Semakin naiknya resiko investasi rupiah ini, tidak lain karena memang pondasi ekonomi rupiah sudah semakin melemah. Indikator fundamental yang sudah menurun sejak 2011 ini tidak disadari oleh para pemangku kebijakan maupun kalangan ahli ekonomi Indonesia. Ini tidak aneh karena sempat ada isu mengemuka di era tahun 2007, tentang “middle income trap”.
Ada banyak ahli ekonomi yang percaya Indonesia terjebak dalam “middle income trap”, yaitu Negara dengan penghasilan menengah atau Negara yang sangat besar golongan menengahnya. Hingga tidak mampu mengembangkan industri manufaktur dan mengandalkan pertumbuhan konsumtif sebagai motor penggerak ekonomi. Kondisi ini memang secara statistik bisa dilihat sejak tahun 2011, dimana ekspor yang mencapai puncaknya mengalami penurunan secara pelahan.
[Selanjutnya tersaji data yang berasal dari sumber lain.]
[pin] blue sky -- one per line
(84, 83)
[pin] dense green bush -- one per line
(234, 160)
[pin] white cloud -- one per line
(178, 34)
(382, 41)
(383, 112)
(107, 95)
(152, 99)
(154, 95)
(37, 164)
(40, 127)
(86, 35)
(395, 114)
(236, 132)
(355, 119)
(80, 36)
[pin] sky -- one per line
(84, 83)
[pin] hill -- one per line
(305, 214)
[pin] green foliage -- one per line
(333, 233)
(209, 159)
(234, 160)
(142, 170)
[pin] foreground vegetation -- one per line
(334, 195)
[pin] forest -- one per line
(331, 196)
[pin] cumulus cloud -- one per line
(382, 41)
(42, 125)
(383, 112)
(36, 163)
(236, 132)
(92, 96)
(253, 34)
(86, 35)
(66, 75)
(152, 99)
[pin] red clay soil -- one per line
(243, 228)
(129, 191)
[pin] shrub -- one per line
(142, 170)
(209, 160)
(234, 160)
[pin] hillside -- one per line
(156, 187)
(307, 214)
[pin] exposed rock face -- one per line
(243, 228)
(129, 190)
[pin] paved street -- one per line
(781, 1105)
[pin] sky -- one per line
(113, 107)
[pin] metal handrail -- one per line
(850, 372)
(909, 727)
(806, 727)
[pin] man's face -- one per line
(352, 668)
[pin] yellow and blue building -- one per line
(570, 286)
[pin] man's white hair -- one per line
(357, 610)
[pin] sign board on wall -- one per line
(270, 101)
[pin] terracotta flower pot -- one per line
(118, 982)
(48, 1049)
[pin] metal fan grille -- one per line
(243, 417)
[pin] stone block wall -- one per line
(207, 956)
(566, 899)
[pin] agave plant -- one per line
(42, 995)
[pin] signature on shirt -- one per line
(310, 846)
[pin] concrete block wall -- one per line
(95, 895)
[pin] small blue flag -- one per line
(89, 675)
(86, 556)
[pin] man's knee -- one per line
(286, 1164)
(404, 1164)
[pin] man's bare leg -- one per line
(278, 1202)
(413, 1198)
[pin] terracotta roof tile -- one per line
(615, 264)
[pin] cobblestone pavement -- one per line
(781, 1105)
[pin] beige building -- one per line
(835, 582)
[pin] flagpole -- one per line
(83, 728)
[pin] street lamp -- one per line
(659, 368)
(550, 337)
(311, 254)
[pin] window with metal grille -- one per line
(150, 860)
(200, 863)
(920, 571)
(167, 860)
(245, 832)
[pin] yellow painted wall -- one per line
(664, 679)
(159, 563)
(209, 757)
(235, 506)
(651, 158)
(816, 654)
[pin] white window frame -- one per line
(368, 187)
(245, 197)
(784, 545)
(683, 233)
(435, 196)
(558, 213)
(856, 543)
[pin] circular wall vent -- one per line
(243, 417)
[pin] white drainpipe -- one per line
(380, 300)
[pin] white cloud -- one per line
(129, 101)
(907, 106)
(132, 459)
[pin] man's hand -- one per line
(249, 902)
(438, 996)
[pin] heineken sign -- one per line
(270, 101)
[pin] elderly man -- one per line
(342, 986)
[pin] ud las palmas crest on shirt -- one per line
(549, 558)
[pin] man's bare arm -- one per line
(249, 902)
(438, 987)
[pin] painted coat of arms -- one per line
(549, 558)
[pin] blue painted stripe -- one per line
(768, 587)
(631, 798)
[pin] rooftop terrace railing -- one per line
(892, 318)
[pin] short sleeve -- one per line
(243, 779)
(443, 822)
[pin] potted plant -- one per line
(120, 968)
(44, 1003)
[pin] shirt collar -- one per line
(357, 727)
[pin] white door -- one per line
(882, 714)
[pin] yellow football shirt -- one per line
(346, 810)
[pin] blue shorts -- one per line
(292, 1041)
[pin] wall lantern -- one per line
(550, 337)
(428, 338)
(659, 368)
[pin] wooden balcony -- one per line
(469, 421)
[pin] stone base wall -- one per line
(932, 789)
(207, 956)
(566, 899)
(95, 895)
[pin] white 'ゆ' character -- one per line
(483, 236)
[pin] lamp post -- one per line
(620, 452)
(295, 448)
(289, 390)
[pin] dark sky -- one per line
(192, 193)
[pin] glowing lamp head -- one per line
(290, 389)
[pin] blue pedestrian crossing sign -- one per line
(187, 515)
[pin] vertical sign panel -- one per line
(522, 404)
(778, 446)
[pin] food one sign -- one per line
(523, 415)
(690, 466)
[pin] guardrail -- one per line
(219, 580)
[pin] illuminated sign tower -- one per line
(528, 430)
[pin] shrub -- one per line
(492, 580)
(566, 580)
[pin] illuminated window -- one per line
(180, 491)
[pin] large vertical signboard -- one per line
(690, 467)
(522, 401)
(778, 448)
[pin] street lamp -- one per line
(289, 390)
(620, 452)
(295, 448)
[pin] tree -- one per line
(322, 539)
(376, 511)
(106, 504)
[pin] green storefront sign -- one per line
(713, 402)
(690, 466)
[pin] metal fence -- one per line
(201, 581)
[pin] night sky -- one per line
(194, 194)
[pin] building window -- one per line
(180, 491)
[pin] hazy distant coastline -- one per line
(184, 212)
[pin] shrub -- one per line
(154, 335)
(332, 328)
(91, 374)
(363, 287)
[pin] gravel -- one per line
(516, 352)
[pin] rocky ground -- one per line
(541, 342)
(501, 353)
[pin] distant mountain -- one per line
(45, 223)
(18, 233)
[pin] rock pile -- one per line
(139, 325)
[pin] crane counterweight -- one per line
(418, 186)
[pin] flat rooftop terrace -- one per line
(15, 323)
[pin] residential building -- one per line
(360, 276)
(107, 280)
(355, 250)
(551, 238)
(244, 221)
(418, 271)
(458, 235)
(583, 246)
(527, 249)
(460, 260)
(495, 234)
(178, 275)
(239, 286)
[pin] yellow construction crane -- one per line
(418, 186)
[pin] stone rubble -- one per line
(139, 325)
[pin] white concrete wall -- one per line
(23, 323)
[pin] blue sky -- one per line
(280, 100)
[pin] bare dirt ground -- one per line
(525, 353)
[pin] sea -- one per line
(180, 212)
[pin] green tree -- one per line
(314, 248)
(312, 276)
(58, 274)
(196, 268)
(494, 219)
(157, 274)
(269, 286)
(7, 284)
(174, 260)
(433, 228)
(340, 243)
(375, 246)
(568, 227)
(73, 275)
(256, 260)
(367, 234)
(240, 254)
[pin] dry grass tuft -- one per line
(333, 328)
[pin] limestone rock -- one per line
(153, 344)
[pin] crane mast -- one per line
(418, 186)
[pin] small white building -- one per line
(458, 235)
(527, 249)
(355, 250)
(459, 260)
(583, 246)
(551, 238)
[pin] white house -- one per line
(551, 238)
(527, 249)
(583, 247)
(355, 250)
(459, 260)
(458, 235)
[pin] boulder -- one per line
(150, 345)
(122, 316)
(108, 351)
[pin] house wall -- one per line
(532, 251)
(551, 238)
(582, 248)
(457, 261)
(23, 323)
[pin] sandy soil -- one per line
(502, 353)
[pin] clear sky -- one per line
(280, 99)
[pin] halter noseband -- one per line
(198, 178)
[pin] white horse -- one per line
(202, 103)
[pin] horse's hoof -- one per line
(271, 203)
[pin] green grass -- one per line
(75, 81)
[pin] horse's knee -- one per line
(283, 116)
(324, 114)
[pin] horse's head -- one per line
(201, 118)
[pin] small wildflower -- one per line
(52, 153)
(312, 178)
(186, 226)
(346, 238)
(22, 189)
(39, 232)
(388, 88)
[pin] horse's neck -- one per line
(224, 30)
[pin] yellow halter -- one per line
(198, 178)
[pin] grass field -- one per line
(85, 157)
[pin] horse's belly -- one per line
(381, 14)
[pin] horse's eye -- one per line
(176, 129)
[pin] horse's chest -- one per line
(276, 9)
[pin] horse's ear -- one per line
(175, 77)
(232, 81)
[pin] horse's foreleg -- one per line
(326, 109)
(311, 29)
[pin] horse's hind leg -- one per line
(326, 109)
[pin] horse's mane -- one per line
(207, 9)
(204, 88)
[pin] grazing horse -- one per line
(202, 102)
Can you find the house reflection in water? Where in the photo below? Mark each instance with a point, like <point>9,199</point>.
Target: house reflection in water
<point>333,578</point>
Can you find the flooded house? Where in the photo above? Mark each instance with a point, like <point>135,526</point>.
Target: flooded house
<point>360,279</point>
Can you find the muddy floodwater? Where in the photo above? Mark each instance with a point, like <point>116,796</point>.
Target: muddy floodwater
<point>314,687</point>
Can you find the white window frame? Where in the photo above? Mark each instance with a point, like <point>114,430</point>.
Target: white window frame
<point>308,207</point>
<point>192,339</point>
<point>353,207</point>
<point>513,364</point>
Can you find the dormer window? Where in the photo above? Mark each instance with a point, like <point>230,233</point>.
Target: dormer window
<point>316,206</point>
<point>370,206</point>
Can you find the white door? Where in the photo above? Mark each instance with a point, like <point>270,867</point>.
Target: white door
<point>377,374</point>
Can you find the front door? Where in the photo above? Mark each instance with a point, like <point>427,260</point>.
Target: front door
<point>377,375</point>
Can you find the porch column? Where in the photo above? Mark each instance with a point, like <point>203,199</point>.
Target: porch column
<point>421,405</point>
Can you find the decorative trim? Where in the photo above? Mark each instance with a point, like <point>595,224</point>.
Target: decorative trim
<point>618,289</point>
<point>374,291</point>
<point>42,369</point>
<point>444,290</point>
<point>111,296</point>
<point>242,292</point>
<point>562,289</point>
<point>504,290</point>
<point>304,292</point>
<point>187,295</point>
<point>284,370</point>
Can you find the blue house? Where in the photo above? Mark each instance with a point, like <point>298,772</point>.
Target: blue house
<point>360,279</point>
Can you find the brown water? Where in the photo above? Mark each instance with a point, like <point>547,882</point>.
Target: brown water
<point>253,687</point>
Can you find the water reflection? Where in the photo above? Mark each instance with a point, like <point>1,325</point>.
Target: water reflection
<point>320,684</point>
Sejak saat itu pemerintah percaya bahwa tidak ada jalan lain selain mengandalkan ekonomi konsumtif, dan ini diamini oleh pemerintahan atau administrasi sekarang. Padahal ekonomi konsumtif inilah awal dari kejatuhan ekonomi dan pelemahan rupiah yang semakin dalam. Inilah yang dilihat oleh investor asing, hingga memutuskan keluar dari portofolio investasi rupiah, karena fundamentalnya sudah semakin melemah dan menaikan resiko berinvestasi pada ekonomi rupiah.